Shares of AMR Corporation—the bankrupt parent company of American Airlines—are soaring Thursday, as the embattled firm makes its debut on the over-the-counter market.
Effective today, the company was delisted from the New York Stock Exchange because the average closing price of its shares fell below the exchange's continued listing minimum share price standard of $1 over a consecutive 30-trading-day-period.
The company now trades under a new symbol AAMRQ .
"Trading in AAMRQ has been steady, totaling over 29 million shares since market open this morning, showing that the ability to trade is still very much there," according to the OTC Markets.
But Michael Derchin, airline analyst at CRT Capital, says: “The company is still worth zero. Today’s moves are purely technical and speculative.”

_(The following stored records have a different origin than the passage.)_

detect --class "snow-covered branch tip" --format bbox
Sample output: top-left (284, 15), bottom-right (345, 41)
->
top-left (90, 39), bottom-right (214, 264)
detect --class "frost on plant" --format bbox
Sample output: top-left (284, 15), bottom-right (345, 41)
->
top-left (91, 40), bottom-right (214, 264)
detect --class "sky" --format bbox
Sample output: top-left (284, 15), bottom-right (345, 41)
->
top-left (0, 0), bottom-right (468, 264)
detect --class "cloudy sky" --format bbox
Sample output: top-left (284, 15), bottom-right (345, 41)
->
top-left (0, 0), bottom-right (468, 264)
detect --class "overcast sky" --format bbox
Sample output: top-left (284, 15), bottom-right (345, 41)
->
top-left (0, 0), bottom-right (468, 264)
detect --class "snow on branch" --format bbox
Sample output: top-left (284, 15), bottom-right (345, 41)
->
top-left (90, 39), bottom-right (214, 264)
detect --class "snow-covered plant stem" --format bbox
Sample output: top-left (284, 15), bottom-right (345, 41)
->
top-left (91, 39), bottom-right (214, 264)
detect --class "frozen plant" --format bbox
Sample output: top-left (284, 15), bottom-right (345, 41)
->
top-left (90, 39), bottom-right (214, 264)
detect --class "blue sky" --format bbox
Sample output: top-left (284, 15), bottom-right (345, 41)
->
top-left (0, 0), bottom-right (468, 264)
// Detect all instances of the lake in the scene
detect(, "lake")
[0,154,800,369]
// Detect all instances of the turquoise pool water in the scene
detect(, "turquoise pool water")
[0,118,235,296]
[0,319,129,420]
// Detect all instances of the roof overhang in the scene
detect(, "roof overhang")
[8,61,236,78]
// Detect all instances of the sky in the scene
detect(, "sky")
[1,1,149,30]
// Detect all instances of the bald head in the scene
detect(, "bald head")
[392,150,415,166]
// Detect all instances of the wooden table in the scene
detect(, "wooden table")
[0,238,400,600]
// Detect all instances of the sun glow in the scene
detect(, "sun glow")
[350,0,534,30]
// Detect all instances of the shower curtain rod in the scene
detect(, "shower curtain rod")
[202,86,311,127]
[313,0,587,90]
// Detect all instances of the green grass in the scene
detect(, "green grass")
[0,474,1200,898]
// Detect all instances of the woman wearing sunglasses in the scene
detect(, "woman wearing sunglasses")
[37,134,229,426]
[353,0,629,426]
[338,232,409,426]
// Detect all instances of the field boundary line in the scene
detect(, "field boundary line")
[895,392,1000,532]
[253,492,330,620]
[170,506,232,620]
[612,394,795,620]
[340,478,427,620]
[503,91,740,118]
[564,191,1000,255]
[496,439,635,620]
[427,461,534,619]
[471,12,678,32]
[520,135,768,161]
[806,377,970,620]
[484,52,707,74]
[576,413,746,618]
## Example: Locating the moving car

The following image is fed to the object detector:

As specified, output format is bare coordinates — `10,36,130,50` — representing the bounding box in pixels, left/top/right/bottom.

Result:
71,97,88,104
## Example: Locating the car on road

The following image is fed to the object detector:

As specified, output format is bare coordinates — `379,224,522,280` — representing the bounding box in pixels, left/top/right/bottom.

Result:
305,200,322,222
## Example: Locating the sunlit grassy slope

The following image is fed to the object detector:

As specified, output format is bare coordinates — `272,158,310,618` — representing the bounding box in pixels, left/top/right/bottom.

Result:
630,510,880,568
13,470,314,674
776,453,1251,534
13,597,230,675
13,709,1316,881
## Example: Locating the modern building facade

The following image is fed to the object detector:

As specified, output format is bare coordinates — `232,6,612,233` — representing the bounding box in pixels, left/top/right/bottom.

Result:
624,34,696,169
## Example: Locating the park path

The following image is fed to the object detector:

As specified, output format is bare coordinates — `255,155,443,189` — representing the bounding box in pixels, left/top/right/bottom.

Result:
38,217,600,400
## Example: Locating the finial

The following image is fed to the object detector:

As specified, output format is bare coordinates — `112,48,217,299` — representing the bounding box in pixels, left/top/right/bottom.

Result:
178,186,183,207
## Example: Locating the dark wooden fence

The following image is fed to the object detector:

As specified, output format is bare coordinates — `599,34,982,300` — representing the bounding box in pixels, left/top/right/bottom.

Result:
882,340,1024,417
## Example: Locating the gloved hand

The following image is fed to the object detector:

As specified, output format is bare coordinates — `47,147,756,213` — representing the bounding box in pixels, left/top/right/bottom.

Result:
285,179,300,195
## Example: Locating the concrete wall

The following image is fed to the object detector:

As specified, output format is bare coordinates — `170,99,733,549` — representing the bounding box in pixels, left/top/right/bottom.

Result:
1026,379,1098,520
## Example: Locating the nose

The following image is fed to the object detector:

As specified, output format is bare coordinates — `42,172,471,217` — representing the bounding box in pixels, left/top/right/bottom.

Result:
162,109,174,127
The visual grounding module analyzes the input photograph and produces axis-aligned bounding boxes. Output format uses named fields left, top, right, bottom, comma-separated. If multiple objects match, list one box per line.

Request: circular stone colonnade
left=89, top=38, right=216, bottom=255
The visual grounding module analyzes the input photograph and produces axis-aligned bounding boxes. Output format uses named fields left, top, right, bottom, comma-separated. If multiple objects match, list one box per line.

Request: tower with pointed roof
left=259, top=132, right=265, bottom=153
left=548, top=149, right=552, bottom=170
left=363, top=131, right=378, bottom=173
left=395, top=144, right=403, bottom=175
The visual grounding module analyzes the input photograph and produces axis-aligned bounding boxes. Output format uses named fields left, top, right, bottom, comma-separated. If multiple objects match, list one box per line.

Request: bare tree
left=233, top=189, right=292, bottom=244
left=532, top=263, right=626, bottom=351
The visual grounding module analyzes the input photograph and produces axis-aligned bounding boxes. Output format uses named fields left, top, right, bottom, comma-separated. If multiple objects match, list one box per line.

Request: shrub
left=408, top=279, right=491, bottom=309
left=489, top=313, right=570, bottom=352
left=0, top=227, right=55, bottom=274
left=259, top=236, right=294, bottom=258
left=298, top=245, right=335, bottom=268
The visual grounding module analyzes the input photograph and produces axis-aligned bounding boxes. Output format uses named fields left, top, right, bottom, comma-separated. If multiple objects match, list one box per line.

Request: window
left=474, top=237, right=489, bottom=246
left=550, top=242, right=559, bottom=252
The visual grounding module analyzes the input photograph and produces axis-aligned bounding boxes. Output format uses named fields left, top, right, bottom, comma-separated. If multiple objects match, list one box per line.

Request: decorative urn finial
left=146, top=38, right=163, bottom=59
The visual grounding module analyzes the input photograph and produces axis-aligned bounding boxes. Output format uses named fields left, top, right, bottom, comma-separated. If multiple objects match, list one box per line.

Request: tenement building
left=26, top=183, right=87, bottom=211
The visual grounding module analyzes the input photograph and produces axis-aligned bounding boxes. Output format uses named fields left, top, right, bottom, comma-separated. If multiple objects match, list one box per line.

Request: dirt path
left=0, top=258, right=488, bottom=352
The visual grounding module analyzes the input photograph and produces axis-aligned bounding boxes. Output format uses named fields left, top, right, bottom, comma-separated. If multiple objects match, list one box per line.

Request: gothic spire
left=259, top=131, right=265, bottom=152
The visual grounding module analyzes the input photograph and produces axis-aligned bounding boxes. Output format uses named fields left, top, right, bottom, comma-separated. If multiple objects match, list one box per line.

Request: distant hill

AMR has said that it did not oppose the suspension and delisting of its securities. It also warned investors that “it will likely be difficult to sell AMR securities through the OTC market quickly or at the desired price, if at all”.
“Trading in the securities of companies in Chapter 11 is highly speculative. AMR cannot predict what the ultimate value of any of its securities may be, and it remains too early to determine whether holders of any such securities will receive any distribution in the Chapter 11 reorganization,” the company said in a press release.
On Wednesday, AMR shares closed at just 24 cents. A year ago, it closed at $8.10 per share.